Have you ever just sat at home or at the office, daydreaming about what you would do if you won millions? How you would spend it? On what you would spend it? Would you buy a fancy car, or a big house? Travel the world with your friends? Donate to charity? Or will you keep it all to yourself?
In 2018, a survey was done where 1,000 people from England were asked what they would do if they won £10 million (about R187 million).
How would they distribute their winnings between family, friends and charities?
According to Lottoland’s lotto winner survey, most participants were willing to share part of their winnings (between R18 million and R93 million) with family. However, 22% of the respondents said that they wouldn’t share the news with their friends. And overall, everyone thought that a donation of R1.8 million to charities was enough.
Another interesting outcome of the survey was that people over 55 years of age were more generous than younger generations.
They would share more or less R93 million of their winnings with their families, whereas the age group between 18 and 34 would share around R56 million, and the those between 35 and 54 years would only share around R18 million of their winnings.

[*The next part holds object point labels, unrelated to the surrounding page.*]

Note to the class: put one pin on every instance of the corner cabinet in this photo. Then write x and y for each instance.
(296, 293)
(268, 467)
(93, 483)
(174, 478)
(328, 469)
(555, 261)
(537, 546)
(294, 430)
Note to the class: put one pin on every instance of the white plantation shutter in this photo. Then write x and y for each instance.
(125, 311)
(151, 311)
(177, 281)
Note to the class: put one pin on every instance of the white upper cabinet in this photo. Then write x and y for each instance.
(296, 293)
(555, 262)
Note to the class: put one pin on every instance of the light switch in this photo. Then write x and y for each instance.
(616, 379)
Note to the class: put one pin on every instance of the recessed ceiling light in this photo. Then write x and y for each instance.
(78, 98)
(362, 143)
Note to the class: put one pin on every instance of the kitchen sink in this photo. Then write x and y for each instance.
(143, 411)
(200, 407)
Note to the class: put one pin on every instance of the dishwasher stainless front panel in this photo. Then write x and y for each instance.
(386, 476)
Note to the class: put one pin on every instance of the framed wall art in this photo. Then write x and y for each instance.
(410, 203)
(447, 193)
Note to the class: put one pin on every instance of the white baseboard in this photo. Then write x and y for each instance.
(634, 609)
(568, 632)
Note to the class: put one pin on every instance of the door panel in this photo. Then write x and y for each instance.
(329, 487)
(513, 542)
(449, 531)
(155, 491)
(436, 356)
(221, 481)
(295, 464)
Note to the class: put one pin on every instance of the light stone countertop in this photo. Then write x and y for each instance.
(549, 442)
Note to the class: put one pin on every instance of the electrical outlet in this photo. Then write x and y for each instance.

But in contrast to this, the youngest age group were more generous towards their friends, and would share between R112 million and R187 million.
South Africans sharing their millions
According to our research on Lotto winners over the past four years, we’ve seen that South Africans are definitely a generous group of people.

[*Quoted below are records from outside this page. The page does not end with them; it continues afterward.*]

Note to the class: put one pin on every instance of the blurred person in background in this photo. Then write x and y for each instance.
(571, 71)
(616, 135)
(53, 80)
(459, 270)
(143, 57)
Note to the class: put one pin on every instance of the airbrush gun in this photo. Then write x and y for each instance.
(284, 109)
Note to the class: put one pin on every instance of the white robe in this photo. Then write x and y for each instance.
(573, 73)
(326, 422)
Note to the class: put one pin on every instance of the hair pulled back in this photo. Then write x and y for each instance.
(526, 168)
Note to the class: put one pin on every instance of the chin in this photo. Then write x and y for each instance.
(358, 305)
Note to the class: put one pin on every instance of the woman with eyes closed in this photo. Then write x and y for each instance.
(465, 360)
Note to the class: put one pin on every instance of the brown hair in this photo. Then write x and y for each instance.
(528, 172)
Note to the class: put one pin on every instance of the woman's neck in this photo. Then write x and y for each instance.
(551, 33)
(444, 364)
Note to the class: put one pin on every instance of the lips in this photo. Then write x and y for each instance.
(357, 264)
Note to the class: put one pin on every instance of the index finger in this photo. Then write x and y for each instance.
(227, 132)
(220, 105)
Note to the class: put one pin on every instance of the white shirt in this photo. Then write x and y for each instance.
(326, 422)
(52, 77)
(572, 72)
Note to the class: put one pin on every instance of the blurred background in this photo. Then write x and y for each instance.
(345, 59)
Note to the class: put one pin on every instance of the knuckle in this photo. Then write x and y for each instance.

Here is a list of winners who stated that they would share their fortune with others:
R232 million Powerball winner on the 19th of February 2019 – his children’s education was his main concern.
R114 million Powerball winner on the 26th of November 2019 – to invest his winnings for his family’s future, and assist his relatives to have a better life.
R79 million Lotto winner on the 4th of May 2019 – wanted to give R2 million to a petrol attendant that always assisted her, and pay for her daughter’s studies.
R87 million Powerball winner on the 22nd of July 2016 – wanted to use the money to help others in need.
R61 million Lotto winner on the 27th of July 2019 – wanted to invest his winnings so that his family will never suffer again.
R29 million Lotto Plus 1 winner on the 24th of November 2018 – the owner and manager of two non-profit organisations would use this money to fund his charities.
R6 million Lotto Plus 1 winner on the 30th of October 2019 – stated that he will donate some of his winnings to a homeless shelter in his community.
Will everyone know if you’ve won the lotto?
According to the survey, 9.3% of the participants said that they would go public if they won the lotto, and 90.7% said that they would remain anonymous. Younger people are more likely to share the news with the public, with 16% of the age group 18-34 years saying they would not remain anonymous. 10% of the 35 to 54 year age group would go public, and only 4% of the age group 55+ years would announce it publicly.
South Africa doesn’t even need a survey to answer whether South Africans would share the news about winning the lotto. A quick Google search reveals that the only winners who revealed their names did so years after winning.
Most winners choose to stay anonymous to keep their identity safe. Some people, like a father of three who won R8 million, wasn’t even planning on sharing the news with his children because he was afraid that they would tell others in the community.
What would you do? Would you share your big news or winnings, or keep it all to yourself?